Its ₹75,000 crore investment in the petrochemicals business also signifies Reliance’s double-down on its high-margin petroleum derivatives business; oil and gas production jumped ninefold, with revenues exceeding $1 billion. Suffice to say that the cash-gushing businesses of grey energy and chemicals will continue to fuel every diversification shepherded by the Ambani progeny in the coming years.

CRYPTOCURRENCIES

Addressing The $3 Trillion Elephant In The Room

Plenty is written about the threefold plummet in crypto’s market cap—now estimated at $1 trillion—ever since the downturn came knocking. But was the sector ever worth $3 trillion? No, argues a Bloomberg Businessweek report. It concludes that crypto’s market cap was $841 billion even at its peak.

You’re kidding me: We’re not. Crypto’s real value was frothed over by dormant coins and ‘wash trading’ (where the buyer and seller are the same, or on both sides of the transaction). Even a US federal institution noted that accurate quantification is difficult due to data opacity in the cryptosphere.

It all boils down to the metrics researchers use for estimating market cap. There are several, but the reliable ones—such as the number of unique users, retail coin circulation, or MVRV (ratio of market value to realised value)—suggest that crypto’s market cap was inflated from the get-go.

SPACE

Boeing & NASA’s Hopes Yet To Fly

Space Launch System (SLS), the giant rocket anchoring NASA’s Artemis missions, which was to take the Orion spacecraft to the moon and help reclaim the public-funded agency’s stomach for big missions and Boeing’s mojo as the maker of flying machines, will stay on the ground. For now.

Hurdles: SLS and Orion, made by Boeing and Lockheed Martin respectively, take the cost of each Artemis mission up to $4.1 billion. SLS has been beset with technical glitches and other delays, and a successful launch is crucial for Boeing. It will also change the way NASA does business.

Competition: Space faring has become cheaper as private companies such as SpaceX and Blue Origin build more efficient, reusable vehicles. Other countries such as India also offer far cheaper alternatives. This has put pressure on NASA to spend less of taxpayers’ money. Chinese and Russian space ambitions have, however, given the agency a new lift.

FYI

Good while it lasted: Economists polled by Reuters say unemployment and weak domestic consumption will cut short India’s run as the fastest-growing major economy.

Boardroom battles: Carlsberg is seeking to oust board members representing joint venture partner Khetan from its India unit.

Zero-sum game: CBDT chief Nitin Gupta said that people who win money in online games are liable to file updated tax returns or risk penalties.

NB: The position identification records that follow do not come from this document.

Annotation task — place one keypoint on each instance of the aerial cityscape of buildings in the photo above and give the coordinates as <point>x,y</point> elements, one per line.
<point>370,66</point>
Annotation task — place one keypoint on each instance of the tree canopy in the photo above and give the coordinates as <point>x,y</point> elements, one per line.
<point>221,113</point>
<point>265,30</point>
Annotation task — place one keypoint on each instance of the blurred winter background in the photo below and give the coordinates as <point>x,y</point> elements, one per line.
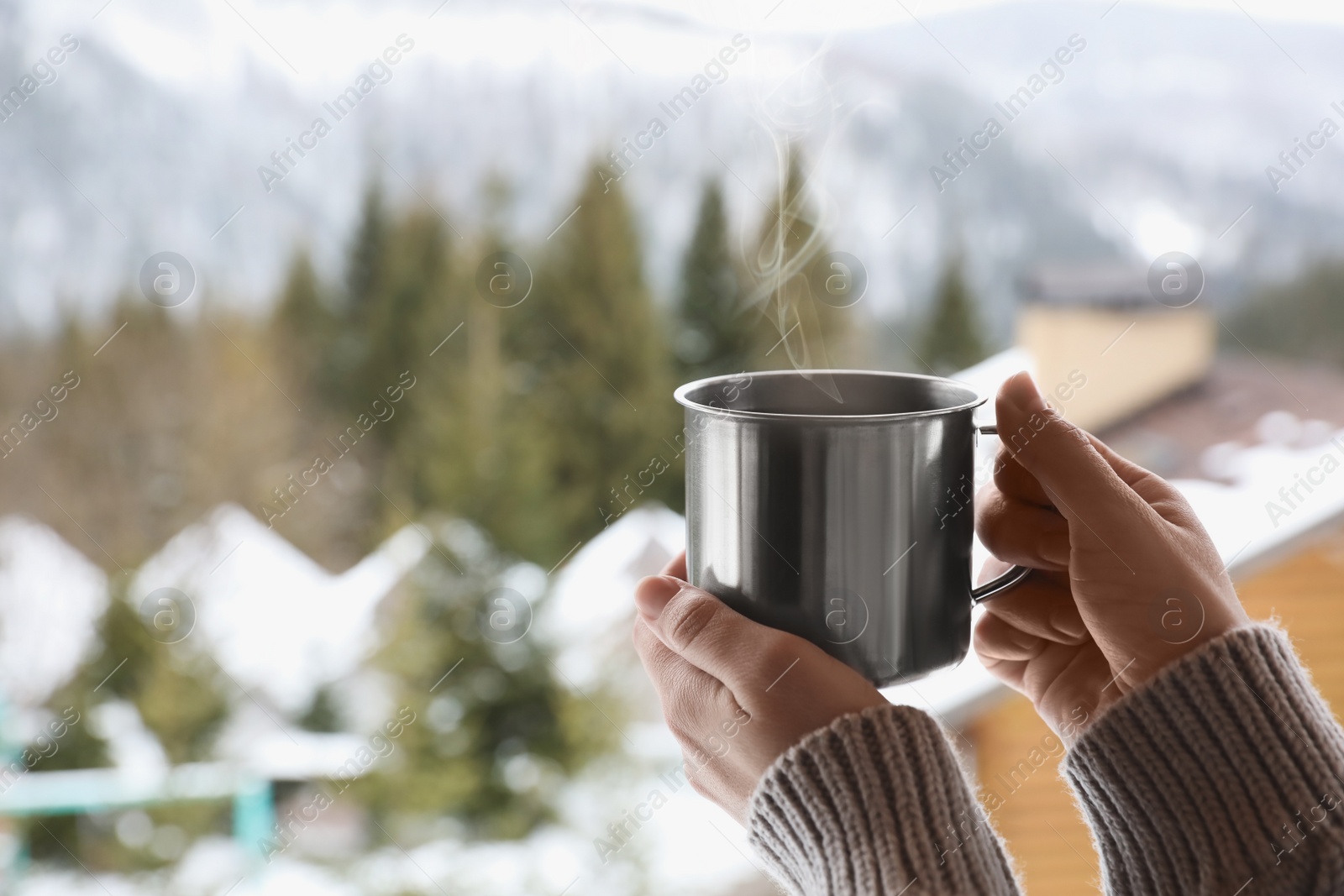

Catastrophe: Floods in Pakistan have claimed at least 1,000 lives and $10 billion in damages as the country suffers its highest rainfall in three decades.

Eggstacy: Swiggy revealed that eggs topped the list of Instamart orders between June 2021-June 2022; orders for organic, exotic produce and ice cream also rose.

New blood: Venture capitalist Garry Tan will replace Geoff Ralston as president of the startup accelerator Y Combinator in January 2023.

Summoned: Elon Musk’s legal team has subpoenaed Peter Zatko, the former Twitter security chief-turned-whistleblower.

FWIW

‘Stache from the past: Moustaches are back in vogue thanks to the bumper success of Top Gun: Maverick and ‘stache-toting actors in The Gray Man and Ted Lasso. Social media is abuzz with moustache hashtags and grooming videos, and Netflix is even selling fake ones for $15. Tom Selleck, Nick Offerman, and your friendly neighbourhood Malayalee would be proud.

Scrapline bling: The adage “one man’s trash is another man’s treasure” just turned literal. Global jewellery brands including Pandora—the world’s largest atelier by volume—are recycling gold and silver sourced from e-waste. Even the British government’s Royal Mint is processing scrap metal into “materials'' for jewellery makers.

What’s in a name?: Baggage, if your name is Swastika Mountain. The little-known peak in Oregon, US, may be rechristened to ‘Mount Halo’. Octogenarian Joyce McClain pulled all stops to propose a name change, even though the mountain was named decades before the Nazis co-opted ‘swastika’.